Oesterley tells us that in the Turkish Tútínámah (Rosen, II, p. 178,) a sorceress takes the place of Múladeva. She gives the young man a small seal in place of the pill or globule. He is then married to a son of the king’s. Then the young man escapes with the princess, who in the day keeps the seal in her mouth and so appears as a man; then the sorceress goes in the form of a Bráhman to the king, who has to give her 10,000 gold pieces as he cannot give back her daughter. The story is No. 23 in the Persian Tútínámah, Iken, p. 97. Oesterley refers also to the story in the [7th Chapter of the Kathá Sarit Ságara]; (Oesterley’s Baitál Pachísí, pages 203–205). The tale in one way resembles the Greek fable of Cæneus, and also that of Tiresias. The story of Iphis and Ianthe is perhaps still more apposite. According to Sir Thomas Brown, (Vulgar Errors, Book III, ch. 17) hares are supposed by some to be both male and female.

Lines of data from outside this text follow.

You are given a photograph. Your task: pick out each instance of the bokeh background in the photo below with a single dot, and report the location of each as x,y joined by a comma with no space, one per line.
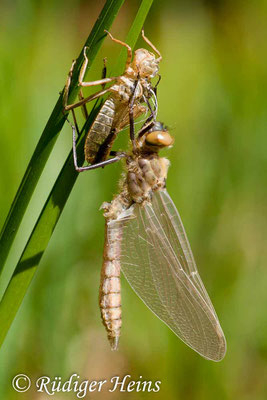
213,97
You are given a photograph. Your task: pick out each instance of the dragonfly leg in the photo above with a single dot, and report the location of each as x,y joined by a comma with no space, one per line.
151,45
104,71
75,130
129,49
67,85
81,96
131,116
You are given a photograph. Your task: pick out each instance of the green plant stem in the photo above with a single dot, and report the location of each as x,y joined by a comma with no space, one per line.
50,134
50,214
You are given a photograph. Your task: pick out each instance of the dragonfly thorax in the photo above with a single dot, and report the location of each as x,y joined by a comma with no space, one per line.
124,88
144,64
146,175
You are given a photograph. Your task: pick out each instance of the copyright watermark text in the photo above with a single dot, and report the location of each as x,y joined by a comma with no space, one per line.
45,384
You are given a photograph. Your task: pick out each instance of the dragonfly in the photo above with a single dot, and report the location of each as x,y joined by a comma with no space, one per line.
145,238
122,107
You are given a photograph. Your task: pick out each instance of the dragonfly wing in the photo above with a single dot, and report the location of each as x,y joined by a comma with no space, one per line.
158,263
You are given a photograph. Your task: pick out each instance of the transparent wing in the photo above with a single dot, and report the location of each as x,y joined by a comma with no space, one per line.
158,263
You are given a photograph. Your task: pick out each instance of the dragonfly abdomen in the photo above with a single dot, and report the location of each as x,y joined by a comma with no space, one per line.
110,286
100,130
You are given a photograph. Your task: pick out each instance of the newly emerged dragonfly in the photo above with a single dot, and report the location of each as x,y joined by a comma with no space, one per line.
123,105
145,237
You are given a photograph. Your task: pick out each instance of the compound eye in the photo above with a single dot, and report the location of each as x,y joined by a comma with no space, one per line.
159,138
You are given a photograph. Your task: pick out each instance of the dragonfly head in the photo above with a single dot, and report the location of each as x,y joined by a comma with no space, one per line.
158,137
145,64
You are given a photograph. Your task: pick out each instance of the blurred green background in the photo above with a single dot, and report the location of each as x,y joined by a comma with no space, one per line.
213,98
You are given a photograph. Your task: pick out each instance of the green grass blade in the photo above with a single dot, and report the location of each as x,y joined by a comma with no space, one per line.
50,214
50,134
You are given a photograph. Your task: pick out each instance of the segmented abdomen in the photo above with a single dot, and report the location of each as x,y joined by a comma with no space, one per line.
110,285
99,130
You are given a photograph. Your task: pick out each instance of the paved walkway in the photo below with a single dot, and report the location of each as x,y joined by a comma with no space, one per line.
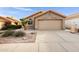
47,41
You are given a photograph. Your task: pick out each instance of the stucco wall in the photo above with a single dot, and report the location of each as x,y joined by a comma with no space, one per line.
72,21
47,17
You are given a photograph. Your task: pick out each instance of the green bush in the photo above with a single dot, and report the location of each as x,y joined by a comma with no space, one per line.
7,33
19,34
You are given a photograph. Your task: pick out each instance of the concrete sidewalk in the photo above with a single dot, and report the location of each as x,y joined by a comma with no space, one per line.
47,41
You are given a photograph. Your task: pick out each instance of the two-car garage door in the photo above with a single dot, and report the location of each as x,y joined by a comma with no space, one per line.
49,24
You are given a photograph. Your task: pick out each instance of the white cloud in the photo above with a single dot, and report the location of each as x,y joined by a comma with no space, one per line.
24,9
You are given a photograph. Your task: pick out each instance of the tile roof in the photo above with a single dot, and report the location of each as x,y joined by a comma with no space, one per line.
43,12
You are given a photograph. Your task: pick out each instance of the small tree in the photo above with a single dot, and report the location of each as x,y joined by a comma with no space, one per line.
24,23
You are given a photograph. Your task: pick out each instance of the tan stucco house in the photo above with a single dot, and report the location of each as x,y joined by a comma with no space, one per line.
46,20
72,20
7,20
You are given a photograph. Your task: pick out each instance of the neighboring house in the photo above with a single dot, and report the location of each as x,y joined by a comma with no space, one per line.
46,20
72,20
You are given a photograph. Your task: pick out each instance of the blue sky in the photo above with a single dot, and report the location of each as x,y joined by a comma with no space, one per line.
20,12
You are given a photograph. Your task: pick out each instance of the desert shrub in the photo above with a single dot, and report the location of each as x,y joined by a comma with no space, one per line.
19,34
7,33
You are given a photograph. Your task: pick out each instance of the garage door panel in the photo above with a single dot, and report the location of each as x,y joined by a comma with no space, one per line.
49,25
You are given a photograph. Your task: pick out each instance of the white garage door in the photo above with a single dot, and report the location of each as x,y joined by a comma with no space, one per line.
50,25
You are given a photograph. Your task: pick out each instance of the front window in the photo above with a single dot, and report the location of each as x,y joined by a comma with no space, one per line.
30,21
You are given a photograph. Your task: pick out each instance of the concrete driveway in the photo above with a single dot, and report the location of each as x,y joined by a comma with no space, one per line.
47,41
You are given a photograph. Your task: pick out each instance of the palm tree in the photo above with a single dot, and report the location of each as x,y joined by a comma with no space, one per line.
24,23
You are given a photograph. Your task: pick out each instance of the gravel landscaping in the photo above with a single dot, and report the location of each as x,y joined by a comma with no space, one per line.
28,38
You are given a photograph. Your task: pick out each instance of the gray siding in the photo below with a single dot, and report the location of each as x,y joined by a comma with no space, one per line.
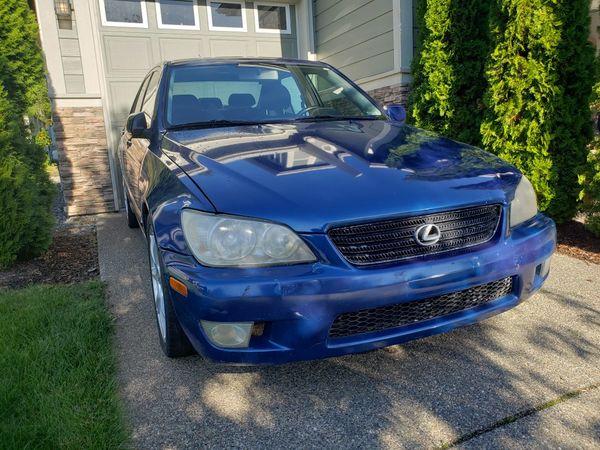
71,57
355,36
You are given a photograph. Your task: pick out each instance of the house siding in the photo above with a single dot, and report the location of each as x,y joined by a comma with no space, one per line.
355,36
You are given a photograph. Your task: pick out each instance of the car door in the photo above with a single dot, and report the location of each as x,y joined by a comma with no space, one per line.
138,147
127,168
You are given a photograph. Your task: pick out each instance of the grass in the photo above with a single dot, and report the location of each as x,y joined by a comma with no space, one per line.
513,418
58,385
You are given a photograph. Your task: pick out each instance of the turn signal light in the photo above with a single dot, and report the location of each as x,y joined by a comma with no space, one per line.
178,286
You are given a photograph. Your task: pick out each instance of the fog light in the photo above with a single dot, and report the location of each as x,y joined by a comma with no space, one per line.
227,334
544,268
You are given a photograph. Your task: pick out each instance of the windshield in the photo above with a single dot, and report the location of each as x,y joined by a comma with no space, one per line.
262,93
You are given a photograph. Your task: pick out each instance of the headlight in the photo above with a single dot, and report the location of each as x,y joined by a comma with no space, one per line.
524,205
226,241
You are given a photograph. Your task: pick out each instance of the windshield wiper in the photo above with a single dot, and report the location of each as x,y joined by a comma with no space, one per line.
213,123
328,117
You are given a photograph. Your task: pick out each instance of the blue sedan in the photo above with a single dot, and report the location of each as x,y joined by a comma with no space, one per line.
289,217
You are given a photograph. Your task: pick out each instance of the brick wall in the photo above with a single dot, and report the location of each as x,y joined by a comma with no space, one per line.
83,160
391,94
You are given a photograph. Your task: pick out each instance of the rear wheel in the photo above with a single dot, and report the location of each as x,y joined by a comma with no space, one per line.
131,219
172,338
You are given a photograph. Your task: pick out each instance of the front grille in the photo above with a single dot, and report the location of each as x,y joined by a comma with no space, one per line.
392,316
394,240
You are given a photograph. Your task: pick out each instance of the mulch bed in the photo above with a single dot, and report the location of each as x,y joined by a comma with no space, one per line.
72,257
574,240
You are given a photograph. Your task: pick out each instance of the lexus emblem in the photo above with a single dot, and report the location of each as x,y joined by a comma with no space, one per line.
428,234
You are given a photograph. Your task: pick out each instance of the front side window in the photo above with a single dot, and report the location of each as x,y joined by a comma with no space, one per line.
227,16
150,97
271,18
177,14
124,13
262,93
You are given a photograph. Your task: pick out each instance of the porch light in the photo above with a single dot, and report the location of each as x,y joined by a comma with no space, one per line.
63,9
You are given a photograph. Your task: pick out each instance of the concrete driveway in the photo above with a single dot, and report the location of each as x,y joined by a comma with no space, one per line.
477,387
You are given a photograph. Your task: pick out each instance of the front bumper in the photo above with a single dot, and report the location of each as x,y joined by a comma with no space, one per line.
298,304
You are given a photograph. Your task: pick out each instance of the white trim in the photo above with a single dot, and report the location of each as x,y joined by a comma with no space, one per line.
211,27
116,185
106,23
288,20
178,27
397,34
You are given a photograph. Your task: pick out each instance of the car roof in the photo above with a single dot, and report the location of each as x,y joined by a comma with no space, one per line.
217,61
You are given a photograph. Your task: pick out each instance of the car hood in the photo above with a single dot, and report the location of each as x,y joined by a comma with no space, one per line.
311,176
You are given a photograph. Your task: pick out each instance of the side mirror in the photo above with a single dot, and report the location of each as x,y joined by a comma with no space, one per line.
397,113
137,126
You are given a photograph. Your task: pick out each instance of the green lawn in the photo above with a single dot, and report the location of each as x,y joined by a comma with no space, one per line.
58,384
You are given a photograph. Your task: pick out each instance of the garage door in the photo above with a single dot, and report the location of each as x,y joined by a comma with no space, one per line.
135,35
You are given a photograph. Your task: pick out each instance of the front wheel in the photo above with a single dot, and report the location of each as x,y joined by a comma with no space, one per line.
173,340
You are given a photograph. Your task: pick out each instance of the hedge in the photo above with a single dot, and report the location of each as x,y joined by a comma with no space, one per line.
26,192
448,69
515,76
541,74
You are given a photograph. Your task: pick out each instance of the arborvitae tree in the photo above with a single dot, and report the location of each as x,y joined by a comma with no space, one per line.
449,67
25,191
540,77
24,74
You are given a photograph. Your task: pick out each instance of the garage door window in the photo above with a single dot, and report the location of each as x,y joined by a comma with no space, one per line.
177,14
124,13
271,18
227,16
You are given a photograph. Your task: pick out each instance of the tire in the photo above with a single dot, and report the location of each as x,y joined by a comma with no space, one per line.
173,340
131,219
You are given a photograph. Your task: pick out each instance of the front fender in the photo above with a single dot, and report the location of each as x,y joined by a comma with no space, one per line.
168,190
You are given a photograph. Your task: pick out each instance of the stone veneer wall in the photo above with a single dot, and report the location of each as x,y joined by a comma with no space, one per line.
391,94
83,160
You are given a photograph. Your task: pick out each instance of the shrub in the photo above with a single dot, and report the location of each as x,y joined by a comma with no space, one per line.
25,191
590,178
540,76
23,75
590,194
449,67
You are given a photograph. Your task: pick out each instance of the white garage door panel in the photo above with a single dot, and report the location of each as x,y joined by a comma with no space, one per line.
285,48
128,53
180,48
229,47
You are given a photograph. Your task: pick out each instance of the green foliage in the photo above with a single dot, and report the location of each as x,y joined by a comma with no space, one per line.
25,191
59,388
590,178
449,67
590,194
540,76
22,73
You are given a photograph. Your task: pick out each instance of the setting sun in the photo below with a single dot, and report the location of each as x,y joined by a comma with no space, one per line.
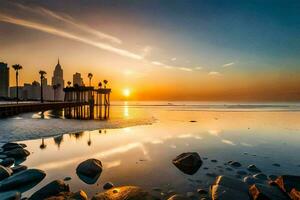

He mentions Tiresias and Empedocles as instances of “transexion.” Benfey gives a number of stories of this kind in the 1st Volume of his Panchatantra, pp. 41–52. He traces them all back to a tendency of the Indo-Germanic race to look upon their deities as belonging to both sexes at once.
[1] His name Manaḥsvámin would imply that he ought to be.
[2] For gaja the Sanskrit College MS. reads mada.
[3] The word siddha also means a class of demigods who travel through the sky: Śaśin means moon.
[4] Cp. the shaving, by the help of which Preziosa, in the Pentamerone, turns herself into a bear. (Liebrecht’s translation of the Pentamerone of Basile, Vol. I, p. 212.) As soon as she takes it out of her mouth she resumes her human shape.
[5] Compare Vol. I, p. 45.
[6] This part of the story bears a certain resemblance to the myth of Achilles.